The Kestrel field is an 8-km sub-sea tie-back to the Tern platform in the Northern North Sea, and consists of two gas-lifted (GL) producers supported by a single injection well. Seawater broke through at P1 in the first half of 2004, and after several months at low seawater fractions a very rapid decline observed in the downhole pressure gauge was inferred to be caused by BaSO4 scale. Although the scaling tendency was predicted to be relatively low in this Brent-type reservoir ([Ba2+] < 30 mg/l in the formation water), other flow assurance causes, including sand production and liner collapse, were deemed much less likely.

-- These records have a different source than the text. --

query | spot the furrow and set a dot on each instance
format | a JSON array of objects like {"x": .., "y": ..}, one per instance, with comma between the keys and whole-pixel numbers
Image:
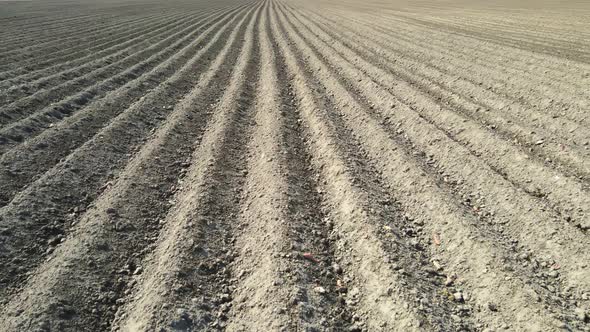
[
  {"x": 28, "y": 128},
  {"x": 29, "y": 36},
  {"x": 467, "y": 251},
  {"x": 76, "y": 181},
  {"x": 375, "y": 287},
  {"x": 16, "y": 56},
  {"x": 74, "y": 88},
  {"x": 35, "y": 70},
  {"x": 557, "y": 52},
  {"x": 120, "y": 226},
  {"x": 486, "y": 56},
  {"x": 567, "y": 195},
  {"x": 280, "y": 221},
  {"x": 190, "y": 264},
  {"x": 569, "y": 158},
  {"x": 448, "y": 62}
]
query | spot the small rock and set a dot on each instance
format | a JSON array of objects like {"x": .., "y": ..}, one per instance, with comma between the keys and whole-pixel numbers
[
  {"x": 581, "y": 314},
  {"x": 492, "y": 306},
  {"x": 337, "y": 269},
  {"x": 320, "y": 290}
]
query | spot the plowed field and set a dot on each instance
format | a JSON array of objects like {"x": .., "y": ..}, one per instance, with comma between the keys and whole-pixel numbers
[{"x": 295, "y": 165}]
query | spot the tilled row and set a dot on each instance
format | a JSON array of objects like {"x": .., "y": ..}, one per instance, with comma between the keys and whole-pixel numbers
[
  {"x": 65, "y": 190},
  {"x": 264, "y": 167}
]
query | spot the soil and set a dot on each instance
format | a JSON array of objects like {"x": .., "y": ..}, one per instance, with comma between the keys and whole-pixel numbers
[{"x": 294, "y": 165}]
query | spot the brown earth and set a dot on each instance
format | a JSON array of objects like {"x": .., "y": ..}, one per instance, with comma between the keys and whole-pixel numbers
[{"x": 290, "y": 165}]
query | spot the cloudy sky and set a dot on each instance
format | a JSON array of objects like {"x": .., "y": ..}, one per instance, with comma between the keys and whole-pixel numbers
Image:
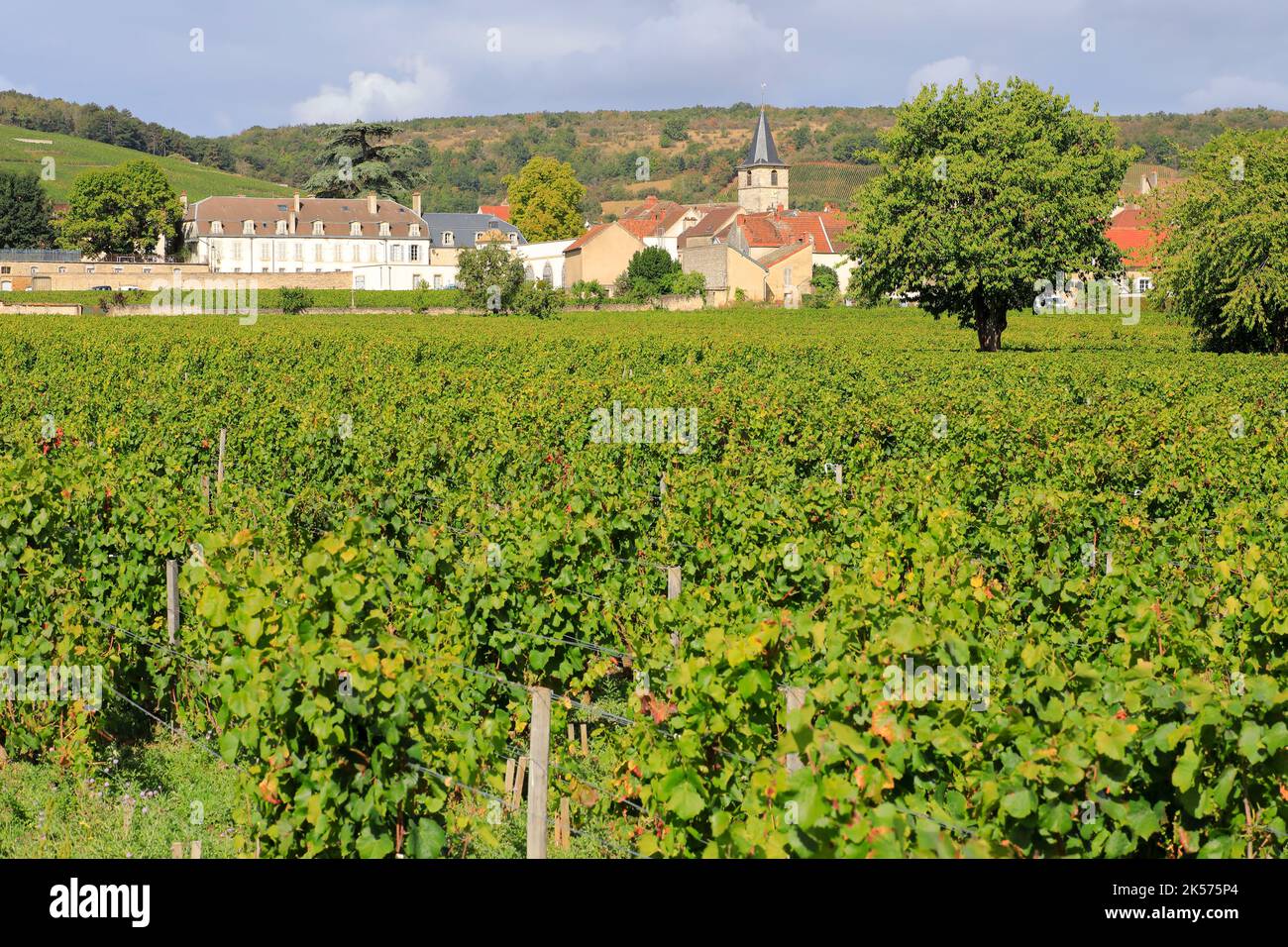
[{"x": 220, "y": 67}]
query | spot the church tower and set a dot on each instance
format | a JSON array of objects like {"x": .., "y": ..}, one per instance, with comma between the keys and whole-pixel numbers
[{"x": 761, "y": 175}]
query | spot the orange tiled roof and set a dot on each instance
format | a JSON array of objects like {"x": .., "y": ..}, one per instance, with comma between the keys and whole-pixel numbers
[
  {"x": 587, "y": 237},
  {"x": 1131, "y": 234}
]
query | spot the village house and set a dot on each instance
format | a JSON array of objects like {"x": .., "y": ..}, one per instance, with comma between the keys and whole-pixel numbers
[
  {"x": 601, "y": 254},
  {"x": 726, "y": 243},
  {"x": 450, "y": 234},
  {"x": 381, "y": 243}
]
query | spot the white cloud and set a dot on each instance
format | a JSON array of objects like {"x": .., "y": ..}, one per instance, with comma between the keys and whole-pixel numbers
[
  {"x": 374, "y": 95},
  {"x": 1227, "y": 91},
  {"x": 725, "y": 29},
  {"x": 944, "y": 72}
]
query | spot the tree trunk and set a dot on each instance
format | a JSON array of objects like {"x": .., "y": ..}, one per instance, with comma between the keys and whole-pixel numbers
[{"x": 990, "y": 325}]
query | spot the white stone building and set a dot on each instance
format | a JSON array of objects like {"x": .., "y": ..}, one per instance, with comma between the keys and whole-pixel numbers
[{"x": 385, "y": 245}]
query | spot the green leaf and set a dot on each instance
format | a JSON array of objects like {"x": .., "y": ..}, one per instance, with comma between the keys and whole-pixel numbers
[{"x": 1186, "y": 767}]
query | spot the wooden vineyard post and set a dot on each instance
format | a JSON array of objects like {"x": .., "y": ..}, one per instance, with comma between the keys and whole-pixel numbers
[
  {"x": 510, "y": 768},
  {"x": 673, "y": 591},
  {"x": 563, "y": 836},
  {"x": 539, "y": 772},
  {"x": 673, "y": 581},
  {"x": 795, "y": 701},
  {"x": 171, "y": 598},
  {"x": 219, "y": 471},
  {"x": 519, "y": 774}
]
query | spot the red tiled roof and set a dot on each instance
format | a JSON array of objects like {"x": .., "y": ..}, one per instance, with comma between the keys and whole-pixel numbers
[
  {"x": 716, "y": 218},
  {"x": 1129, "y": 232},
  {"x": 652, "y": 218},
  {"x": 780, "y": 227},
  {"x": 782, "y": 254},
  {"x": 587, "y": 237}
]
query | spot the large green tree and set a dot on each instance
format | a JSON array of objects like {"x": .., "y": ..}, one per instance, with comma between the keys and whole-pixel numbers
[
  {"x": 121, "y": 210},
  {"x": 545, "y": 200},
  {"x": 25, "y": 211},
  {"x": 353, "y": 162},
  {"x": 488, "y": 278},
  {"x": 986, "y": 192},
  {"x": 1223, "y": 256}
]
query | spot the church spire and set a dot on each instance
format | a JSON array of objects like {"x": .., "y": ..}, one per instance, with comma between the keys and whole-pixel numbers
[{"x": 763, "y": 153}]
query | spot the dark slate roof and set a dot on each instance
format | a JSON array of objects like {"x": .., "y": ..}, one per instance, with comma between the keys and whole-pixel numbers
[
  {"x": 465, "y": 226},
  {"x": 761, "y": 151}
]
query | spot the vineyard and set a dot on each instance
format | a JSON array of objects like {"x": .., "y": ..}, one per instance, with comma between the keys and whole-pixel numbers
[{"x": 412, "y": 538}]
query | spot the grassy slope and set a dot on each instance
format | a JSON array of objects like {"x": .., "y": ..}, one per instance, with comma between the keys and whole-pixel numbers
[{"x": 73, "y": 157}]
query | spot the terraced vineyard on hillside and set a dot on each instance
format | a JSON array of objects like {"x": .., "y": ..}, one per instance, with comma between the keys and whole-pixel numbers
[{"x": 423, "y": 518}]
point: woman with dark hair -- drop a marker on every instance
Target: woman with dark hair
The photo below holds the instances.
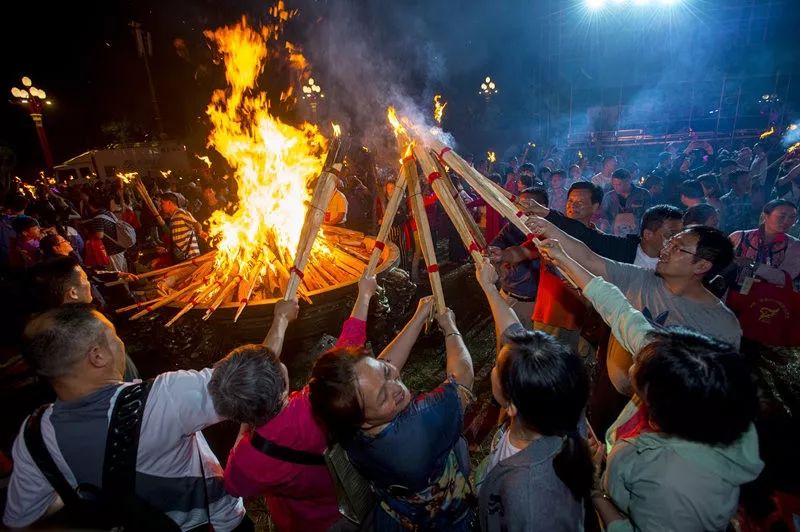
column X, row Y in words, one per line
column 768, row 251
column 538, row 475
column 409, row 447
column 712, row 190
column 279, row 450
column 702, row 214
column 685, row 443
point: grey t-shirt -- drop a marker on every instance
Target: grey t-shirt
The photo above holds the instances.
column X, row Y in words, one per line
column 649, row 294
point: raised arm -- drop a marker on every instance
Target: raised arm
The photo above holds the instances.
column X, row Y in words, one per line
column 398, row 350
column 503, row 316
column 627, row 324
column 285, row 312
column 459, row 361
column 574, row 248
column 354, row 329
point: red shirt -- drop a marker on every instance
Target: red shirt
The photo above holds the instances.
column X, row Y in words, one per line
column 299, row 497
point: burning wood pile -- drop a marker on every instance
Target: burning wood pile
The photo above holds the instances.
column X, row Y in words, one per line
column 268, row 248
column 278, row 218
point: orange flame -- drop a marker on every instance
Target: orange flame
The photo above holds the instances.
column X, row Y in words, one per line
column 273, row 162
column 438, row 108
column 391, row 115
column 128, row 177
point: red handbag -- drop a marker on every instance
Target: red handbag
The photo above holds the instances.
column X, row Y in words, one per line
column 94, row 254
column 765, row 312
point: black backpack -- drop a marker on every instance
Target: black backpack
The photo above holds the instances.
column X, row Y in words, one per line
column 116, row 504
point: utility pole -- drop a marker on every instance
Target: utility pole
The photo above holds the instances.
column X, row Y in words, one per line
column 144, row 45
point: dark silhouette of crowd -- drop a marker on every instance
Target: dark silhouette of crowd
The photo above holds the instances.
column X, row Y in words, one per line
column 638, row 342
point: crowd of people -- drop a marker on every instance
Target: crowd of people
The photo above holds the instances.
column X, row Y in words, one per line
column 661, row 275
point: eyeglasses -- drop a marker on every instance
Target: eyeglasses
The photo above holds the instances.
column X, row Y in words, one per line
column 672, row 246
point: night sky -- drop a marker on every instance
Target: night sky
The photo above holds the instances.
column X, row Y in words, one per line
column 363, row 52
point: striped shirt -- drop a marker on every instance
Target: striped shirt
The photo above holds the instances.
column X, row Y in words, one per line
column 104, row 223
column 184, row 240
column 176, row 471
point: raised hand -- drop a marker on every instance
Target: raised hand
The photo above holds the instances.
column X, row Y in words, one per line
column 551, row 250
column 424, row 308
column 447, row 321
column 367, row 286
column 494, row 254
column 485, row 273
column 287, row 309
column 540, row 227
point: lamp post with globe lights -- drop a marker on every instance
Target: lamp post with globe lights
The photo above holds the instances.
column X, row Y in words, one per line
column 34, row 99
column 488, row 88
column 313, row 93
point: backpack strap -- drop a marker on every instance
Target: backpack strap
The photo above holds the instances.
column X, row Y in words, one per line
column 285, row 454
column 34, row 441
column 122, row 442
column 114, row 220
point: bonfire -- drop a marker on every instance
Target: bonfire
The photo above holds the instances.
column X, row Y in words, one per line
column 268, row 248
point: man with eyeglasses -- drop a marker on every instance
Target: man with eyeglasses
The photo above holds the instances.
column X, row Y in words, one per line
column 673, row 294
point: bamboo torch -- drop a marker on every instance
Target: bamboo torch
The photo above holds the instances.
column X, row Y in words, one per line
column 493, row 197
column 476, row 231
column 424, row 231
column 388, row 217
column 323, row 193
column 437, row 182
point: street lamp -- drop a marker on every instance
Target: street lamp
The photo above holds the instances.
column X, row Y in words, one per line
column 313, row 93
column 34, row 100
column 488, row 88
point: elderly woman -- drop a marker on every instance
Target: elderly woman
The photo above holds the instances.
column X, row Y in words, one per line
column 767, row 251
column 279, row 450
column 702, row 214
column 683, row 446
column 408, row 446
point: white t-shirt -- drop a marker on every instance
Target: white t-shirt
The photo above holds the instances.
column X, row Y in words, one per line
column 168, row 466
column 643, row 260
column 502, row 450
column 337, row 205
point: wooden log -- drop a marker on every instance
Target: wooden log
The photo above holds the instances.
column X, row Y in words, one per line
column 336, row 230
column 326, row 186
column 224, row 294
column 482, row 186
column 194, row 301
column 388, row 219
column 137, row 306
column 244, row 297
column 193, row 262
column 475, row 229
column 437, row 182
column 166, row 300
column 424, row 230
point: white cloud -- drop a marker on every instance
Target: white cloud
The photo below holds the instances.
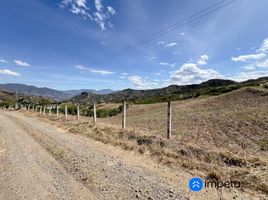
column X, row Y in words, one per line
column 3, row 61
column 243, row 76
column 98, row 5
column 81, row 67
column 249, row 67
column 202, row 60
column 22, row 63
column 249, row 57
column 77, row 7
column 190, row 73
column 141, row 83
column 264, row 46
column 161, row 42
column 172, row 65
column 101, row 16
column 9, row 72
column 172, row 44
column 111, row 10
column 102, row 72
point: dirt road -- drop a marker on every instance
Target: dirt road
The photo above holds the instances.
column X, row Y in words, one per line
column 39, row 161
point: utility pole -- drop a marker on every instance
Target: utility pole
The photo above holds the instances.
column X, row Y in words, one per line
column 94, row 112
column 124, row 115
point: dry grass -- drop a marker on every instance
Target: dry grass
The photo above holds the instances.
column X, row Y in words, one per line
column 223, row 137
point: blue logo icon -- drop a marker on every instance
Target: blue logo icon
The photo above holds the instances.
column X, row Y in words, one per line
column 196, row 184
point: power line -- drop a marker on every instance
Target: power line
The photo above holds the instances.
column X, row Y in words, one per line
column 200, row 14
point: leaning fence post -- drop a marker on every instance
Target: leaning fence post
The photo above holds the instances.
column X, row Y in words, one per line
column 66, row 111
column 78, row 112
column 169, row 120
column 94, row 112
column 57, row 111
column 124, row 115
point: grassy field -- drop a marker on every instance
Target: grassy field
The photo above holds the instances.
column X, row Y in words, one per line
column 222, row 137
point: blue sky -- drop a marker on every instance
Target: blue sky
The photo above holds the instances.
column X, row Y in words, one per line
column 63, row 44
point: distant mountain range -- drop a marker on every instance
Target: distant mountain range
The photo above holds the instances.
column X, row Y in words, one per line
column 172, row 92
column 57, row 95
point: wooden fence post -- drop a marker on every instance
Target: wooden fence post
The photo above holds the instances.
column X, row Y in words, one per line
column 78, row 112
column 94, row 112
column 124, row 115
column 66, row 111
column 57, row 111
column 49, row 111
column 169, row 115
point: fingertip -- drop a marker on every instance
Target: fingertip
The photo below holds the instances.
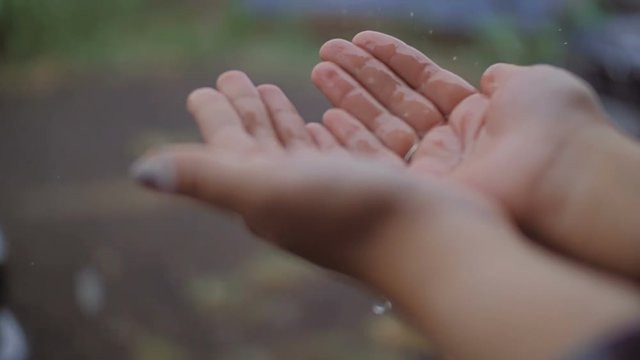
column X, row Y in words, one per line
column 156, row 172
column 495, row 75
column 332, row 47
column 268, row 89
column 230, row 77
column 333, row 115
column 365, row 37
column 199, row 97
column 322, row 71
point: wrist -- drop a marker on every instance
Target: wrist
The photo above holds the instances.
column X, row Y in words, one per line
column 590, row 194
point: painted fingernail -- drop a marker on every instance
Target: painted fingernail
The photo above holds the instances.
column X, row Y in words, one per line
column 157, row 173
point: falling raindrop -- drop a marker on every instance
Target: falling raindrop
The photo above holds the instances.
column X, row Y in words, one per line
column 90, row 291
column 382, row 307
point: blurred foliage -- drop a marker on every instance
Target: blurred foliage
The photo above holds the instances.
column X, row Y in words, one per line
column 137, row 35
column 31, row 27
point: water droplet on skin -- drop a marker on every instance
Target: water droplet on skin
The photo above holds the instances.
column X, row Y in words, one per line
column 382, row 307
column 90, row 291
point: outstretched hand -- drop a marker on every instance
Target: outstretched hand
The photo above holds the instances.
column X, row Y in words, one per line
column 525, row 139
column 290, row 182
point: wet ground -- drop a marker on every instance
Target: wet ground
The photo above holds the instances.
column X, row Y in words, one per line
column 101, row 269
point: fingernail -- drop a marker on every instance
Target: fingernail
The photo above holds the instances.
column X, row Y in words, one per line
column 156, row 173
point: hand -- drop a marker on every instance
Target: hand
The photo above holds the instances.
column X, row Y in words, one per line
column 287, row 181
column 447, row 257
column 522, row 139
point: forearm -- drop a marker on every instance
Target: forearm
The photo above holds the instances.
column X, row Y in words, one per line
column 598, row 214
column 480, row 292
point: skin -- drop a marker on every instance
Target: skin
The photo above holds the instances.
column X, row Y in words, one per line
column 447, row 256
column 534, row 139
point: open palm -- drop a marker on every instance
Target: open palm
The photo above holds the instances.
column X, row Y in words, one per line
column 503, row 140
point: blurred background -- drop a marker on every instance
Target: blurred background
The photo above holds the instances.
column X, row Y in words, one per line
column 100, row 269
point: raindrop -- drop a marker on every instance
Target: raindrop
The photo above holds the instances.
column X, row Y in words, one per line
column 382, row 307
column 90, row 291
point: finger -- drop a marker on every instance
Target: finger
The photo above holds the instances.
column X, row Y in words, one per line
column 440, row 152
column 496, row 75
column 354, row 136
column 323, row 139
column 217, row 119
column 383, row 84
column 246, row 100
column 444, row 88
column 345, row 93
column 195, row 171
column 287, row 122
column 468, row 118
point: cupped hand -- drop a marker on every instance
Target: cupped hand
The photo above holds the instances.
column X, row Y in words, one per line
column 502, row 139
column 291, row 182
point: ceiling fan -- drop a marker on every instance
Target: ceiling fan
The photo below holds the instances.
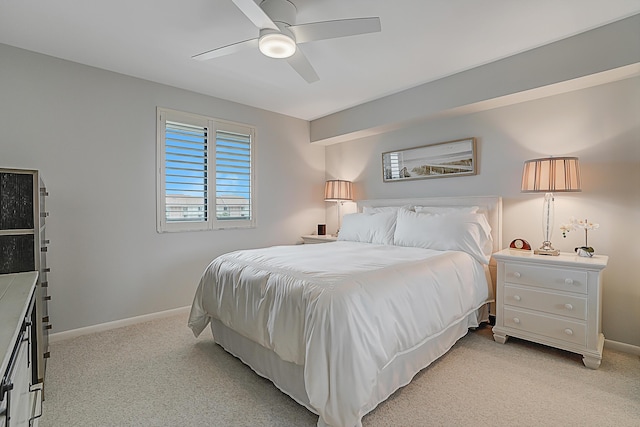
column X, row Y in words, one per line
column 279, row 36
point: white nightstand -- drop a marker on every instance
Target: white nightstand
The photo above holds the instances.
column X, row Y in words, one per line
column 314, row 238
column 552, row 300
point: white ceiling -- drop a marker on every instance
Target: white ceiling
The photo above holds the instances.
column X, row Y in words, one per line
column 421, row 41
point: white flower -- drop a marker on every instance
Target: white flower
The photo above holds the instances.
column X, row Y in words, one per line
column 575, row 224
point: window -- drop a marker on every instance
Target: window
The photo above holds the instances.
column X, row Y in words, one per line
column 205, row 174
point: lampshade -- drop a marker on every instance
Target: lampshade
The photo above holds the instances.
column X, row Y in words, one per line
column 277, row 45
column 551, row 175
column 338, row 190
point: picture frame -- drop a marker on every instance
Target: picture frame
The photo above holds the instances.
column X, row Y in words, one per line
column 440, row 160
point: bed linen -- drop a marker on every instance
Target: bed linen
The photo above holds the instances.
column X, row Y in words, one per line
column 343, row 311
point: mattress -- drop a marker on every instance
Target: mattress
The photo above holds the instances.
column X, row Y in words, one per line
column 344, row 312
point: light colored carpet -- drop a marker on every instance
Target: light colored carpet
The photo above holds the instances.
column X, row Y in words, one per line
column 158, row 374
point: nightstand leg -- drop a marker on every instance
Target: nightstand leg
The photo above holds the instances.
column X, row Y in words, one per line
column 591, row 362
column 500, row 338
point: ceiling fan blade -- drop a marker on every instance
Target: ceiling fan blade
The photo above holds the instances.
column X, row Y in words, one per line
column 303, row 67
column 332, row 29
column 255, row 14
column 226, row 50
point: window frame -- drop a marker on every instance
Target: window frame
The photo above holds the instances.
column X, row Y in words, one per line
column 212, row 125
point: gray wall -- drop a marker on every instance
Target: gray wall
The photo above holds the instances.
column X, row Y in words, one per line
column 92, row 133
column 600, row 125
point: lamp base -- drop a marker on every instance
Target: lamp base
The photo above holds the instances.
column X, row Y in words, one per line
column 546, row 249
column 553, row 252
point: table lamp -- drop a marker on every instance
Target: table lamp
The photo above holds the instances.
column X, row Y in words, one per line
column 339, row 191
column 550, row 175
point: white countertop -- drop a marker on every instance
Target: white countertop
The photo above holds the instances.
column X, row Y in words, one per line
column 15, row 293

The most cost-effective manner to confirm the inference of scale, as well as to recover lost productivity and prevent further deterioration in P1, was deemed to be a scale dissolver treatment deployed through the sub-sea GL line, via the crossover valve and into the well, followed by an inhibitor squeeze, similarly deployed. The rationale was that even partial recovery of productivity by the dissolver and/or arrest of further decline by the squeeze should confirm scale as the culprit. Although successful GL-line-deployed inhibitor squeeze had been reported earlier using a non-aqueous package, this was the first using conventional aqueous chemicals, as well as being the first deployed together with a scale solvent. Deployment of a solvent along the methanol line, reported elsewhere, was precluded in Kestrel by the small umbilical diameter and materials constraints. The main challenges in both Kestrel treatments included control of the fluid fronts, compatibility with the materials in the GL line, and prevention of hydrate formation, both at the start of the treatment and upon re-commencement of gas-lift injection.
We report how these challenges were met, and how GL-deployed treatments recovered productivity on P1 and demonstrated that scaling in the field could be managed in this manner in the future.